The experimental architectural practice Carlos Ratti Associati has devised a concept for “dynamic streets,” which would make use of precast modular pavers. They come in a variety of surface finishes, with some capable of melting snow and ice. And they have LED lights embedded into them so that sections of the street zoned for different uses, such as those for bicycles or pedestrians only, will glow in a particular color. And because the pavers—like their city—are “smart,” Sidewalk Labs can track how the streets are actually being used and redeploy or replace parts of the street as needed.
This being Alphabet, Sidewalk Toronto will be ultraconnected: digital kiosks will offer free, secure wi-fi and real-time transportation and traffic updates. This could only work in a place where there was relatively little infrastructure to begin with; Sidewalk Toronto is being described as the first residential area that is built “from the internet up.” In a sense, it means weaving the convenience of apps and digital services into the environment for an even more seamless experience of travel, shopping, work, and play. Sensors will allow the city to offer valuable information to first responders in the event of an accident, and over time, to collect data that will help urban planners cater to the community’s needs. The enclave will house an array of commercial storefronts, housing, recreational amenities, and office space, along with lots of landscaped public space.

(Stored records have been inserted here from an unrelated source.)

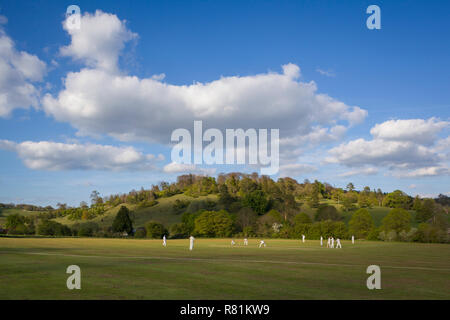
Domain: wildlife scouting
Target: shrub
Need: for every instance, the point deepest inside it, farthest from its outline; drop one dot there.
(155, 230)
(140, 233)
(327, 213)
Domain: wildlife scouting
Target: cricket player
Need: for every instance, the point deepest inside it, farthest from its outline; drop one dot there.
(191, 242)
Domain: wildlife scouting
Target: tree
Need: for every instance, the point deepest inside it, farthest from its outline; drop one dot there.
(361, 223)
(155, 230)
(302, 218)
(257, 201)
(214, 224)
(397, 219)
(246, 217)
(327, 213)
(397, 199)
(122, 222)
(426, 211)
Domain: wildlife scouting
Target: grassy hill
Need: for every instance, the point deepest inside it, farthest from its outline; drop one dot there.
(164, 212)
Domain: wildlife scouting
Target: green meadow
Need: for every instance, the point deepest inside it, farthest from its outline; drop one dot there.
(285, 269)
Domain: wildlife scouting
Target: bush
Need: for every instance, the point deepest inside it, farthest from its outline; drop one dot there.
(327, 213)
(361, 223)
(122, 222)
(214, 224)
(52, 228)
(302, 218)
(155, 230)
(140, 233)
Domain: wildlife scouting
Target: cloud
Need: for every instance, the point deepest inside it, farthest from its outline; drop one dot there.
(54, 156)
(296, 169)
(359, 172)
(411, 147)
(98, 41)
(98, 101)
(18, 71)
(326, 73)
(183, 168)
(414, 130)
(425, 172)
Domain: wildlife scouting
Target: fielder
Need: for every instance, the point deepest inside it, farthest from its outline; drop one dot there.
(191, 242)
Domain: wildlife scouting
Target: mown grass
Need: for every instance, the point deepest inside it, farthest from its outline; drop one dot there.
(285, 269)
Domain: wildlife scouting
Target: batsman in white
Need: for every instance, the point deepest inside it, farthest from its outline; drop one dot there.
(191, 242)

The style and innovations of Sidewalk Toronto mark a notable shift from previous decades’ vision of what the “cities of tomorrow” would look like. In 1939, the General Motors “Futurama” Pavilion designed by Norman Bel Geddes for the World’s Fair in New York City imagined that by 1960, the country would be connected by a massive system of highways for individual cars. Their timing was pretty accurate: the Interstate Highway System officially got the green light from President Eisenhower in 1956. As streamlined model cars zipped through the sleek traffic lanes of “Futurama,” it was clear that little thought had been given to public transportation or, for that matter, walking. Almost 80 years later, the designers of Sidewalk Toronto are finding ways to make driverless cars, cyclists, and pedestrians comfortable in a shared urban space surrounded by trees and timber construction. It may sound like utopia, but the future is closer than we think: the project will break ground in 2020.